У прочих же, хотя сей дружинник и до того постоянно ворчал, что уйдет, ибо не желает заниматься несусветными глупостями, какой бы князек их ни проводил, явно намекая на воеводу, создалось полное впечатление, что его изгоняют. Остальные трое, остававшиеся в строю, перепуганные и бледные, на вопрос Вячеслава: «Имеются ли еще желающие покинуть дружину?» не просто промолчали, но и отвели глаза в сторону, чтобы тот, упаси бог, не назвал их имен.
Более того, стоило воеводе чуть позже, улучив удобный момент, чтобы не слышали посторонние, лениво заикнуться, что он, дескать, совсем про них забыл, но ничего страшного, ибо завтра поутру он вновь построит дружину и все исправит, как они чуть ли не на коленях умоляли своего сурового начальника КМБ все забыть и не срамить их понапрасну, а уж они верой и правдой…
Больше желающих уйти не нашлось. Ни одного.
Сразу же после этого были устроены сборы мужиков, которых специально отобранные Вячеславом дружинники принялись гонять по полной программе. У них обучение пошло не так успешно, однако спустя два месяца уже никто не признал бы неуклюжего сельского пахаря в расторопном смышленом ратнике. И если в индивидуальном мастерстве многих надо было еще учить и учить, то строй они держали твердо, копья поднимали и опускали одновременно, из походной колонны переходили в боевой порядок за считаные минуты, а на вопрос, что означает мудреное словечко «каре», они уже не чесали в недоумении затылок и не пожимали плечами, да и прочие понятия, вроде «черепахи»[41], стали для них не в диковинку.
Что же касается Святослава, то и тут восемнадцатилетний министр обороны Рязанского княжества попал даже не в яблочко, а в самую его сердцевину. Пускай он и стоял в строю на левом фланге по причине маленького роста, но по успеваемости вполне заслуживал места правофлангового. Не по всем предметам обучения юный княжич был самым-самым, но в первой пятерке всегда. Особенно ему удавалась одиночная строевая подготовка. Он так лихо и четко выполнял все команды, что лица остальных дружинников невольно расплывались в умиленной улыбке восхищения. Вот почему сразу после окончания учебы Святослав, представ перед отцом, уважительно, но в то же время с гордостью спросил:
– Не посрамил я тебя, отче? Не пришлось тебе за меня краснеть от стыда?

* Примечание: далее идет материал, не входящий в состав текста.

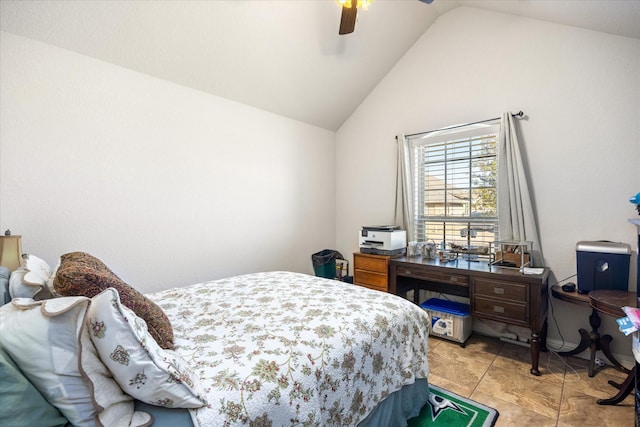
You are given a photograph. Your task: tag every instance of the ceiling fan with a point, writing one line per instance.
(350, 10)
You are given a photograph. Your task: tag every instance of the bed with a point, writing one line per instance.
(275, 349)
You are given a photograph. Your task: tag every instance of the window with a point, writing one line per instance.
(455, 177)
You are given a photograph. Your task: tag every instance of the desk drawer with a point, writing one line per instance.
(496, 308)
(516, 292)
(371, 280)
(373, 263)
(434, 276)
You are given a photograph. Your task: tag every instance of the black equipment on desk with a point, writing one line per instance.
(602, 265)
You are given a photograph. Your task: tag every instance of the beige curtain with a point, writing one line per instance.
(516, 218)
(404, 215)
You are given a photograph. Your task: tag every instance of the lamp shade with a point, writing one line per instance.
(11, 252)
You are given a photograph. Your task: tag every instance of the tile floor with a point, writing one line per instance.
(497, 374)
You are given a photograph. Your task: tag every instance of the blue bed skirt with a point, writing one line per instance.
(394, 411)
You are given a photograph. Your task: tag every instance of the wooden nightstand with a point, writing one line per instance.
(371, 271)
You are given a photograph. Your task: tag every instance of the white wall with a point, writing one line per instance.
(581, 92)
(167, 185)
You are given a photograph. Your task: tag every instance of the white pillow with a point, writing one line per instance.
(31, 280)
(45, 339)
(143, 369)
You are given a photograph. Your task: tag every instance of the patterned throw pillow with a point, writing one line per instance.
(49, 343)
(83, 274)
(143, 369)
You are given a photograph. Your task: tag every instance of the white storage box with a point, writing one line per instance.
(449, 319)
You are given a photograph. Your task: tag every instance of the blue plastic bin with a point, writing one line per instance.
(449, 319)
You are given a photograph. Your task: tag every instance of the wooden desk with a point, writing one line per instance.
(496, 293)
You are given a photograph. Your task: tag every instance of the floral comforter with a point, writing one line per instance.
(288, 349)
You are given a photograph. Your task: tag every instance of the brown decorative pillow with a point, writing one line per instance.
(83, 274)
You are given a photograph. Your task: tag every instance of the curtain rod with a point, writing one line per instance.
(519, 114)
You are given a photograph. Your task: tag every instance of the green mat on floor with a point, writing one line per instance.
(449, 409)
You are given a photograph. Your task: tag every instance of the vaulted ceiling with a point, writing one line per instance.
(286, 56)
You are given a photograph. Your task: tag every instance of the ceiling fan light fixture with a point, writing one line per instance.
(360, 4)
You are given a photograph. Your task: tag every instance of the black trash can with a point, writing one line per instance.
(324, 263)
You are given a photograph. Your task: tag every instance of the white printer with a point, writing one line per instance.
(383, 240)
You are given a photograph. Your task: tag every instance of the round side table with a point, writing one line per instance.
(611, 303)
(604, 303)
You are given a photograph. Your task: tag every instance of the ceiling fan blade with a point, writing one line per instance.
(348, 20)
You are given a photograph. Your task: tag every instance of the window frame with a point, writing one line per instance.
(449, 138)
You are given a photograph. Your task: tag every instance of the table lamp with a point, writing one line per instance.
(10, 251)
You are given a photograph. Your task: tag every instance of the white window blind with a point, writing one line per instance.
(455, 186)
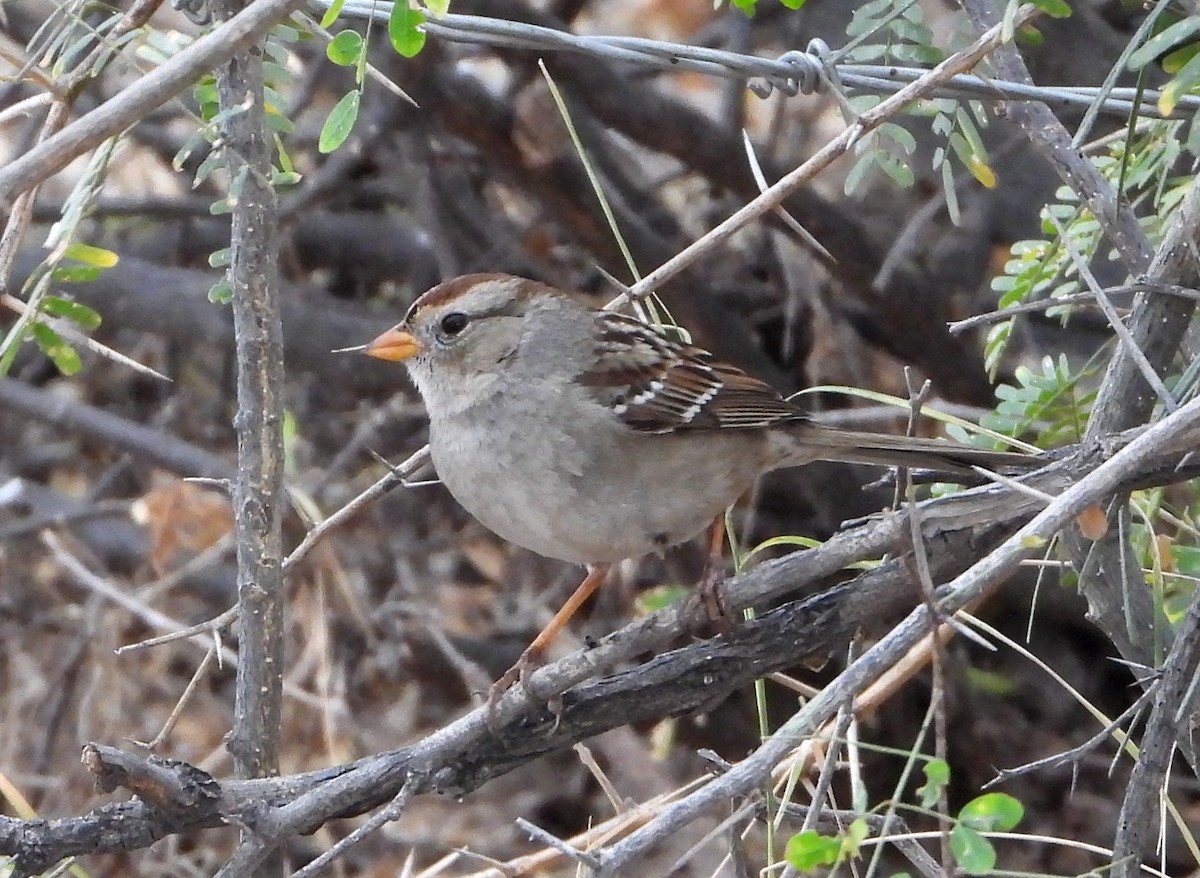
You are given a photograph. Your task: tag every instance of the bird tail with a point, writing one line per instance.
(814, 441)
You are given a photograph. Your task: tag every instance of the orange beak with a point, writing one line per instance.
(394, 344)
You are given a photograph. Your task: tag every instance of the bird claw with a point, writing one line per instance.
(711, 596)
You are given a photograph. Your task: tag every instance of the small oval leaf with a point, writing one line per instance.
(403, 29)
(91, 256)
(973, 853)
(345, 48)
(340, 124)
(993, 812)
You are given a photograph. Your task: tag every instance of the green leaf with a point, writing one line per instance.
(660, 596)
(331, 13)
(937, 775)
(88, 254)
(403, 29)
(221, 293)
(1175, 61)
(1055, 8)
(61, 354)
(340, 124)
(808, 849)
(345, 48)
(1183, 82)
(76, 312)
(75, 274)
(1164, 41)
(973, 853)
(993, 812)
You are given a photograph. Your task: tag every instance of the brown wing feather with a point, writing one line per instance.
(658, 385)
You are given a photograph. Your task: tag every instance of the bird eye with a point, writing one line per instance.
(454, 323)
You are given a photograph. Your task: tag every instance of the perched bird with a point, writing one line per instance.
(592, 437)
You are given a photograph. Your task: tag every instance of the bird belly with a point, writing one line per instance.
(597, 504)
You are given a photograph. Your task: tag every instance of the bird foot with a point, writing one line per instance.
(531, 659)
(711, 596)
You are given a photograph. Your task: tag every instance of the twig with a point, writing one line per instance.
(149, 92)
(837, 148)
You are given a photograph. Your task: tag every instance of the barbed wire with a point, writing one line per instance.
(793, 72)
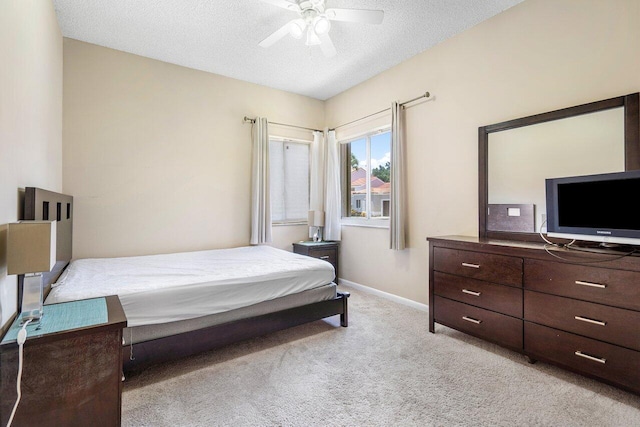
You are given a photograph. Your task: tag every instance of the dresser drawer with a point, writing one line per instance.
(588, 356)
(329, 255)
(500, 298)
(327, 251)
(496, 327)
(614, 325)
(619, 288)
(477, 265)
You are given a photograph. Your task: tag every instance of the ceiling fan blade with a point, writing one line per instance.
(276, 35)
(284, 4)
(327, 46)
(356, 15)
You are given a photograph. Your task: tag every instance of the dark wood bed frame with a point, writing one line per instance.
(42, 204)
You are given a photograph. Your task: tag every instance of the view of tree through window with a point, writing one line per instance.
(369, 181)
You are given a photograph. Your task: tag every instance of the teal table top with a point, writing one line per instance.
(63, 317)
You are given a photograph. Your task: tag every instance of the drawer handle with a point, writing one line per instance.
(472, 320)
(586, 319)
(466, 264)
(595, 359)
(593, 285)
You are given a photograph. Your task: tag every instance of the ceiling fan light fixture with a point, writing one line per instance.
(321, 25)
(296, 28)
(312, 38)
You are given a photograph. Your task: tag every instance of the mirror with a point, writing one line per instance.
(515, 158)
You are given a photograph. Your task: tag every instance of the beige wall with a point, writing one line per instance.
(538, 56)
(157, 156)
(30, 116)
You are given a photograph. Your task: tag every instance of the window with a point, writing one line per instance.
(289, 179)
(367, 161)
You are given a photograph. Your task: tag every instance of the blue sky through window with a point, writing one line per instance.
(380, 150)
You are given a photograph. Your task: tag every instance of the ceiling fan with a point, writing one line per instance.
(314, 22)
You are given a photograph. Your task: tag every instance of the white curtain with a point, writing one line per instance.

– Краснеть как раз пришлось, – ласково улыбнулся Константин, положив сыну руку на плечо. Заметив обескураженность Святослава, он тут же пояснил: – Не от стыда – от гордости краснел.
Святослав смущенно заулыбался, но сразу встрепенулся, напрочь забыв про отца, как только услышал знакомый голос:
– Отрок Святослав!
– Я! – стремительно повернулся он к окликнувшему его Вячеславу.

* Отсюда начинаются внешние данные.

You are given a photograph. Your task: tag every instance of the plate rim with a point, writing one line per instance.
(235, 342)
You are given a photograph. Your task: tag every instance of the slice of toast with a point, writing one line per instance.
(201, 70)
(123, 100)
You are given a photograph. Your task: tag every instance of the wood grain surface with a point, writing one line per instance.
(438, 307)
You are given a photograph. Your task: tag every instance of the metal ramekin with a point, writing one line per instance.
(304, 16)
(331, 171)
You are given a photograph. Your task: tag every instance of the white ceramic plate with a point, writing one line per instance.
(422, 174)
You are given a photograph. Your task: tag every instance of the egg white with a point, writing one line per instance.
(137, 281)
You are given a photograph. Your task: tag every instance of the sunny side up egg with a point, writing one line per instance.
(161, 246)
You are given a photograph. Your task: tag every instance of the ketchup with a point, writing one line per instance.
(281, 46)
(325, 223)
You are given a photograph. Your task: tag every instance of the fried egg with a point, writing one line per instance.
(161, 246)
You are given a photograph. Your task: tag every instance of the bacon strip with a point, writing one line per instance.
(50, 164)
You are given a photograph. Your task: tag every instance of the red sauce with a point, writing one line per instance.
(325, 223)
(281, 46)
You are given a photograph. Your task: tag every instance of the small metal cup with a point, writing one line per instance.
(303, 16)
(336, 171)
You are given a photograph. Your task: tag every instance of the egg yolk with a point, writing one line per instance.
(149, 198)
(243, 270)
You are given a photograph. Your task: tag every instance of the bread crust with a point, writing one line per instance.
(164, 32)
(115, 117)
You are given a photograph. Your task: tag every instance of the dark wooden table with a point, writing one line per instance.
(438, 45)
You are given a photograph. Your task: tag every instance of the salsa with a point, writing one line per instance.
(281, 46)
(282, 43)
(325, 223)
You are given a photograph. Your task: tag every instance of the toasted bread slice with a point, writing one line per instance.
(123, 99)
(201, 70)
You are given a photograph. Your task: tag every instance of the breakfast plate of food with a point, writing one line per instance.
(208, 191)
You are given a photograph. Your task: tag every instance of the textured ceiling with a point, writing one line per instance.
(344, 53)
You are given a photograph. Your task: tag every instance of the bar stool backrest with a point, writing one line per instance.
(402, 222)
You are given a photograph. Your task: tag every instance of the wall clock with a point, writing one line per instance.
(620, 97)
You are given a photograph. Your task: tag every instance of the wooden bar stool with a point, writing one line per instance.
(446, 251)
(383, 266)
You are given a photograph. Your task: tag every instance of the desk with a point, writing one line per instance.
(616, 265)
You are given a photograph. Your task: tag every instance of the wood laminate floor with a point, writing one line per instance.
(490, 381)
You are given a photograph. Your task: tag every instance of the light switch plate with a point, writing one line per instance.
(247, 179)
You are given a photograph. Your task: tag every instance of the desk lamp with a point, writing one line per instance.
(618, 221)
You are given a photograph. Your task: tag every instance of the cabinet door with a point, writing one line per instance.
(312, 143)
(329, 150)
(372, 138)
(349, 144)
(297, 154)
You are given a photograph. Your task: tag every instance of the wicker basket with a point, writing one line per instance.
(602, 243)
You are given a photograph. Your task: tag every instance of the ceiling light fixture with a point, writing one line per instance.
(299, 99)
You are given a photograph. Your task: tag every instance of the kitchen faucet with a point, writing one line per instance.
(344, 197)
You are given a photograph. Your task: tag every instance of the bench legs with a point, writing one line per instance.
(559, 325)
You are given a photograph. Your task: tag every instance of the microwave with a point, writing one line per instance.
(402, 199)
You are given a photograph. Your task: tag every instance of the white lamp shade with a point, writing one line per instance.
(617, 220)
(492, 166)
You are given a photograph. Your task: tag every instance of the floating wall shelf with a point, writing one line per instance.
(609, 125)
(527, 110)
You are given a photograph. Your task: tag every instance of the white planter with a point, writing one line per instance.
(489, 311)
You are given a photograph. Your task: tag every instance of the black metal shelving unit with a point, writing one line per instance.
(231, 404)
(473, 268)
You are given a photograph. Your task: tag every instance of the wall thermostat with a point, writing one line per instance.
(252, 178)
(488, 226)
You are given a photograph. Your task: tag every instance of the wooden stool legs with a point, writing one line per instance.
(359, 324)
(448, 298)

Тот, тоже довольно улыбаясь, скомандовал:
– Вольно. – И воевода, обращаясь к Константину, заметил: – Славного ты сына вырастил, княже. Я, пожалуй, у тебя его и вовсе заберу.
– Это как? – опешил князь. – На такое мы не договаривались.
– Так мы и о службе его ратной не договаривались, а видишь, как получилось. Ну да ладно, об этом пока помолчим. – Вячеслав заговорщически подмигнул юному ратнику. – Не будем князя-батюшку в такой радостный день расстраивать, верно? – И, властным жестом отправив Святослава к остальным дружинникам, встретившим княжича уважительным гулом, озабоченно поинтересовался у Константина: – Что с Ингварем? Тишина?
– Пока да, – последовал уверенный ответ.
– А это точно?
– Сведения надежные, – успокоил соратника Константин. – Тем более идут сразу из нескольких источников.
Одним из них был родной брат купца Тимофея Малого. Сам Тимофей готов был расшибиться в лепешку, после того как ожский князь спас его и всю семью от неминуемого разорения. Хлебосольный и гостеприимный хозяин, Малой в самом деле знал и поддерживал дружбу чуть ли не со всеми рязанскими купцами, включая тех, кто жил и в далеком Зарайске на Осетре, и в Пронске на Проне, и в Переяславле, который был облюбован на жительство его родным братом Иваном.